Research & Papers

Collider-Bench tests if AI agents can reproduce LHC particle physics analyses

No AI agent reliably beats a human physicist at collider analysis reproduction yet.

Deep Dive

A new paper from researchers at (among others) David Shih's group introduces Collider-Bench, a benchmark designed to test whether AI agents can faithfully reproduce experimental analyses from the Large Hadron Collider (LHC). The task requires agents to take a published LHC analysis, turn it into an executable simulation-and-selection pipeline, and submit predicted collision event yields in specified signal regions. Because the public toolchain only approximates the experimental collaboration's internal software, and papers inevitably omit implementation details, agents must rely on physical reasoning, domain knowledge, and trial-and-error to fill in gaps. The benchmark uses standard histogram metrics for continuous fidelity scores and an LLM judge to catch hallucinations and duplications, plus tracks computational cost per task.

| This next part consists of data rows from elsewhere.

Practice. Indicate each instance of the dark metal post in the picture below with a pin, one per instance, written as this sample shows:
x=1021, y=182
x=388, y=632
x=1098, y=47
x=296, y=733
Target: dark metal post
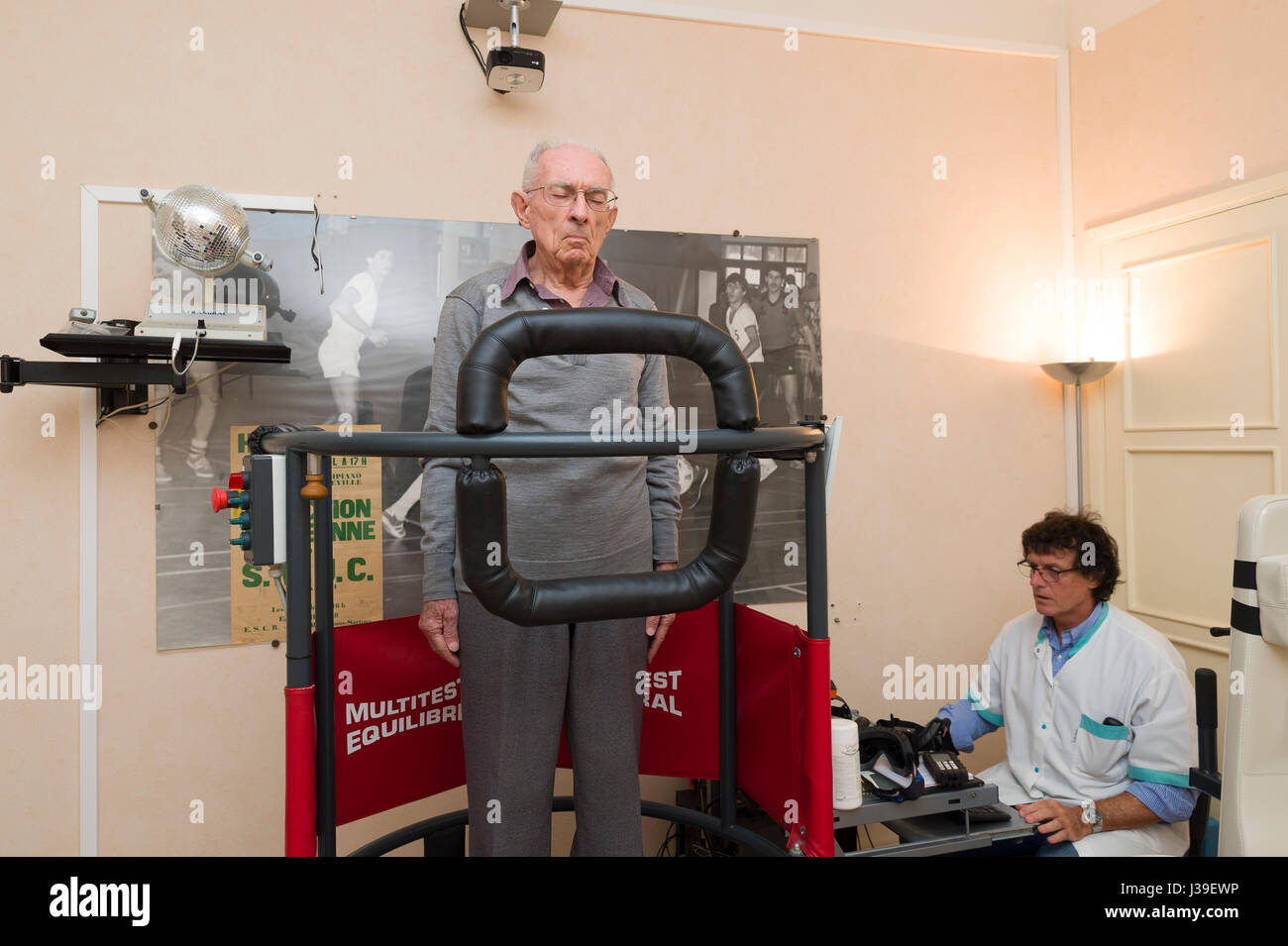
x=323, y=641
x=728, y=714
x=815, y=543
x=299, y=645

Evaluating a capability ladder of general-purpose coding agents, the authors find that on average no agent reliably beats the physicist-in-the-loop solution. This result underscores how far autonomous AI agents still are from replacing domain expertise in complex scientific workflows. The benchmark includes an initial set of tasks from LHC searches, a containerized sandbox, and event simulation tools, making it a rigorous new testbed for advancing AI's ability to handle long-horizon, knowledge-intensive tasks in science.

Key Points
  • Benchmark tasks require reproducing LHC analyses by building simulation pipelines from papers and open tools.
  • Agents are scored on histogram metrics for prediction fidelity and an LLM judge catches hallucinations and duplications.
  • No agent reliably outperforms a physicist-in-the-loop, highlighting the challenge of AI in real scientific research.

Why It Matters

Collider-Bench provides a rigorous, real-world benchmark for advancing AI's scientific reasoning and long-horizon tool use.